Há quem ainda acredite que as pessoas escrevem e leem como falam. Na verdade, as pessoas escrevem como pensam. (Daí a importância de aprender a pensar, pois pensar bem se aprende. Falar bem também.).  Geralmente aprende-se a ler e a escrever depois que se aprende a falar (Saussure). Ou seja, a oralidade antecede a escrita, mas não é anulada pela escrita. Até porque a fala ativa, a fala lógica, aquela fala que está de mãos dadas com a escuta ativa (Rubem Alves) e qualificada, é coisa que carecemos muito.

E bom seria que nossos ondjango reassumissem o seu devir e fossem espaços de fala afirmativa e discursiva, pois de grupinhos de fofoca travestidos de espaços de debate o WhatsApp está cheio.

A passagem da fala à escrita, para quem ainda se lembra como foi seu processo de alfabetização, sabe que é uma travessia tortuosa que implica saber diferenciar a grafia de outros traços, riscos, gravuras e desenhos.

Que funções desempenham as pinturas rupestres no interior de nosso país? A pergunta é para fazer você refletir sobre o papel que a escrita desempenha em sua vida, sobretudo o sentido do que você escreve. Porque, por exemplo, para povos de cultura oral, escrever é desperdiçar e arruinar a capacidade da memória.

Também é limitar o raciocínio ético e místico das palavras.
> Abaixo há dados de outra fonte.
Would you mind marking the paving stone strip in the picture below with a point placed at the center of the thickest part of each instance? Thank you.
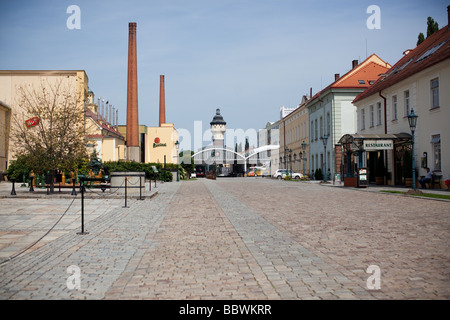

Os primeiros escritos sagrados, ao menos os judaicos (Torá) e os cristãos (Bíblia) por exemplo, foram produzidos num contexto em que escrever era extremamente caro e difícil, e os textos eram criados com foco auditivo e oral, para serem lidos em voz alta, para serem proclamados. Nada era escrito para a leitura silenciosa e solitária, muito menos para gerar divisões entre as pessoas. Mas para envolver a comunidade toda.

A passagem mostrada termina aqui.